Neighbors have said the site’s industrial use is a waste along Rock Creek Park in Georgetown and that they look forward to a more attractive and inviting use there. Some residents have specifically called for a concept strikingly similar to the Four Seasons plans for open green space next to a renovated building.
Flatto said The Georgetown Company (which, despite its name, has no connection to the D.C. neighborhood) has a history of creating public parks as part of its projects nationwide, citing examples in New York and Ohio. “It became very obvious to us that a great part of the ability for us to transform the site was creating that park,” he said. “We understood how this parcel, if developed properly, could be a linking green space between Rock Creek and the waterfront.”
Flatto and Levy Group principal Richard Levy said they don’t have design details for the heating plant building itself, an art deco structure the government considers historically significant. Any redevelopment would require more than a year of cleanup to remove industrial equipment and asbestos, they said, and some level of exterior renovation to add windows.

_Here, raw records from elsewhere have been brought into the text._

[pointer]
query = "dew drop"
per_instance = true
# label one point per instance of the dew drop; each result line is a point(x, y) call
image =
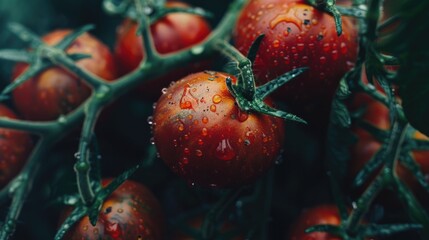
point(335, 54)
point(205, 120)
point(213, 108)
point(224, 150)
point(216, 99)
point(197, 50)
point(276, 43)
point(150, 120)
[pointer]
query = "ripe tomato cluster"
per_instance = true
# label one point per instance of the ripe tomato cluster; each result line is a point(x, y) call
point(204, 133)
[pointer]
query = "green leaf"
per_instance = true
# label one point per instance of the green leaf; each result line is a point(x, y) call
point(69, 39)
point(75, 216)
point(390, 229)
point(16, 55)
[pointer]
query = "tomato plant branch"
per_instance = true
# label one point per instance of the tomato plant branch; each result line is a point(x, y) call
point(392, 152)
point(21, 186)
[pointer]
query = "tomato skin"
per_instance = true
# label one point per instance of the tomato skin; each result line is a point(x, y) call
point(15, 147)
point(130, 212)
point(55, 91)
point(322, 214)
point(203, 136)
point(171, 33)
point(297, 35)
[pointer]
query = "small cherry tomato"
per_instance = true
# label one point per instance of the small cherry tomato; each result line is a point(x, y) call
point(204, 137)
point(174, 32)
point(15, 147)
point(298, 35)
point(55, 91)
point(130, 212)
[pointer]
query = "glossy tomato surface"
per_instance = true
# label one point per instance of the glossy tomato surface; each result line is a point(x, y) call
point(322, 214)
point(15, 147)
point(297, 35)
point(55, 91)
point(130, 212)
point(204, 137)
point(171, 33)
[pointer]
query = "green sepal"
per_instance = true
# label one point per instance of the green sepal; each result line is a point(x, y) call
point(70, 38)
point(253, 50)
point(25, 34)
point(370, 167)
point(263, 91)
point(75, 216)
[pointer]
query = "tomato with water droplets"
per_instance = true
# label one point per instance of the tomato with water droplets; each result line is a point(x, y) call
point(15, 147)
point(130, 212)
point(174, 32)
point(55, 91)
point(222, 146)
point(297, 35)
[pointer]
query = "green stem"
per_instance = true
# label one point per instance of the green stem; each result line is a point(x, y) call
point(21, 186)
point(392, 152)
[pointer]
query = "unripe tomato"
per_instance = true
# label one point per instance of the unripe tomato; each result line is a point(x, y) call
point(322, 214)
point(130, 212)
point(56, 91)
point(175, 31)
point(15, 147)
point(204, 137)
point(297, 35)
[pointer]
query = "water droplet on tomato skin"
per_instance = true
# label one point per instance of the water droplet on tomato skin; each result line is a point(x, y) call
point(213, 108)
point(216, 99)
point(150, 120)
point(224, 150)
point(205, 120)
point(276, 43)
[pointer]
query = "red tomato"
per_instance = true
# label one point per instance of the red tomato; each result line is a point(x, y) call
point(55, 91)
point(130, 212)
point(377, 114)
point(171, 33)
point(196, 224)
point(322, 214)
point(204, 137)
point(15, 147)
point(297, 35)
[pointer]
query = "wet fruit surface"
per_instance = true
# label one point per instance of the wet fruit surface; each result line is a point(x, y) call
point(131, 212)
point(55, 91)
point(204, 137)
point(15, 147)
point(297, 35)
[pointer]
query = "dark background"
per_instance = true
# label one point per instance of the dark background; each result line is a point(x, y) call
point(300, 180)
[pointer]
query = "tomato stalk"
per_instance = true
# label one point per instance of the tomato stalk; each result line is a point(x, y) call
point(52, 131)
point(247, 95)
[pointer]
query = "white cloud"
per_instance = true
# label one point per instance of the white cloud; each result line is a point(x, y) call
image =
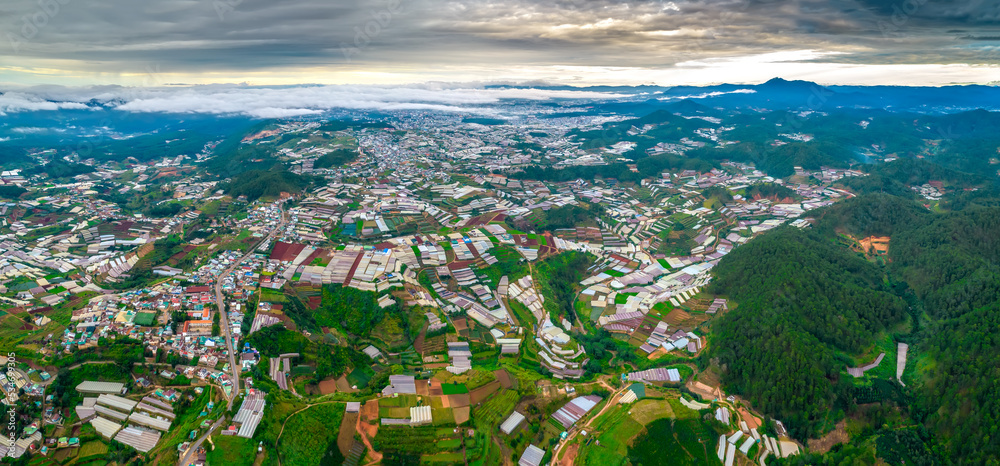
point(11, 102)
point(284, 102)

The development team hasn’t yet projected the cost of the cleanup or of retrofitting 80 luxuriously trimmed condominium units into the heating plant building.
The property remains in the early stages of the government’s disposal process. The General Services Administration must first solicit interest from other local and federal agencies before offering it for sale, which is anticipated sometime next year. It may also place some conditions on the sale.
Levy said he expects significant competition from other developers for the site. Local firm EastBanc is among those interested in the property, vice president for acquisitions Joe Sternlieb told The Washington Post last month. He declined to comment yesterday.
“There are a lot of ambiguities here; this is a far from done deal,” Levy said. “And we really won’t know a whole lot until we see how GSA puts it out.”
General Services Administration spokesperson William Marshall declined to comment on the Four Seasons vision for the site. “GSA does not speculate about how surplus properties should be used,” he wrote in an email.
Levy said he has personally met with General Services officials over the years to request the property be declared surplus.
“We’ve spent a lot of time on this; we’re very committed to it,” he said. “And we believe we have what should prove to be a very compelling project for the community and one that’s financially viable.”
This article appears in the Nov. 30 issue of The Georgetown Current newspaper.